Elle est entraînée, pensai-je.
Quoi de plus normal puisqu'elle était fille d'alphas, mais mon instinct me soufflait qu'il y avait une autre raison.
-Qu'est-ce que tu veux Roméo ?
Je me retournais et me mis à la fixer, malgré moi. Ses yeux aussi sombres que des abysses me captivaient, retenaient toute mon attention. Ils étaient tellement profonds que j'avais du mal à m'y soustraire. Comme un noyé, j'avais l'impression que je n'allais plus jamais pouvoir remonter à la surface. Et je n'en avais aucune envie. Je voulais continuer à me perdre en elle, encore et encore. Cette sensation était déroutante, nouvelle pour moi. Pourtant elle me plaisait. J'aimais noter le moindre de ses changements, de ses expressions. Mais il n'y avait pas que ça. Prisonnier de son regard, je ne pouvais que contempler toute la noirceur qui s'en dégageait, comme un appel à l'aide désespéré. Comme une main qui essayait de se tendre vers un sauveur, une toute dernière fois.

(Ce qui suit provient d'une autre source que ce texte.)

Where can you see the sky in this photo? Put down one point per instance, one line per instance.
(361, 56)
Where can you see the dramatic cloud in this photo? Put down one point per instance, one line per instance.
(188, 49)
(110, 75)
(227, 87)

Elisabeth rompit immédiatement le contact en détournant la tête. Je me raclai la gorge et me repris aussitôt, essayant d'ignorer ce qui venait de se passer. Enfin, pour le moment.
-Qu'est-ce qui est arrivé ici Elie ?
Ma voix s'était faite basse, presque comme un chuchotement. Je n'osais pas parler fort, pas après ce qu'il s'était passé. Nous avions été comme dans une bulle, elle et moi, et je ne voulais pas la quitter. Pas maintenant.
Elisabeth prit une longue inspiration et se déplaça, lentement, vers un angle de la pièce. Vers l'endroit qui contenait le plus de souffrance.
-Que sais-tu des sorciers ? Me demanda-t-elle.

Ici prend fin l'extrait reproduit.